Federal Environment Minister Steffi Lemke announced that the climate, environment and energy ministers of the G7 countries had agreed on joint measures at their meeting in Berlin. "There are very specific declarations and agreements for the expansion of renewable energies, but also, for example, for phasing out coal," said the Green politician on "ntv Frühstart". The final communiqué of the conference will have "a very strong emphasis on climate protection, the protection of biological diversity in nature and also commitment against plastic pollution". In addition, it is about the future of the circular economy in order to save resources.
Furthermore, the G7 states had agreed that the World Conservation Conference should take place this year in order to place ocean protection even more at the center of G7 policy - "because marine protection is also so necessary for combating the climate crisis and the nation states will do that with specific individual measures at home," said Lemke.
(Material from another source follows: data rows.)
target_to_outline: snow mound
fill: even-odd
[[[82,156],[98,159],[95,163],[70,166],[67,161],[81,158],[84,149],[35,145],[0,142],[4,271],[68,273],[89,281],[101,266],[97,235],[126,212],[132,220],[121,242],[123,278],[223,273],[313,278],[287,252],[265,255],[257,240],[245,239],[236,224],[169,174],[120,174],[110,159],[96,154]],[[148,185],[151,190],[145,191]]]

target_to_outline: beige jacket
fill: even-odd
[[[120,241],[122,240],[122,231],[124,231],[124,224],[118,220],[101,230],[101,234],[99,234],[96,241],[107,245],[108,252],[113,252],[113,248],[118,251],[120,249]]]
Lemke defended the construction of liquid gas terminals in Germany and pointed out that they are only needed for a limited period of time: "We need this for a transitional period if our living rooms are to stay warm. If the industry is to continue running, then it will these gas terminals need it for a short transition period."
However, these are temporary and must also be suitable for “renewable gas for the future”, said Lemke, adding: “That means no investment in purely fossil infrastructure, but really for the transition.”
With a view to the concerns of nature conservationists and species conservationists and the accusation that the approvals for the liquid gas terminals were granted too quickly, Lemke said: "We are accelerating the inspection, but we are not suspending it. When building these liquid gas terminals, too environmental regulations are observed." Nature and emission protection would not be ignored, said Lemke, emphasizing: "We are speeding up the process, but we are not lowering the standards. Nature conservation compensation measures must also take place there if there is an impairment of nature."
Lemke also emphasized: "We want to make renewables the leading and main energy source in Germany and Europe." This meant a "forced" expansion of wind power and photovoltaics: "Getting it done in an environmentally friendly way is a difficult task, but we will solve it. To be honest, also because we have to solve it. There is no other way," says Lemke.
Lemke described it as a "big signal" that at the meeting of the climate, environment and energy ministers in Berlin, three crucial natural crises would be "thought together": "The climate crisis, the extinction of species and plastic pollution: they are linked and they accelerate each other . That's why we have to tackle them all three together."
In addition, Lemke warned urgently: "Above all, the same thing must not happen to us with the crisis of species extinction as with the climate crisis, that it is ignored for far too long and then time is running out to solve it."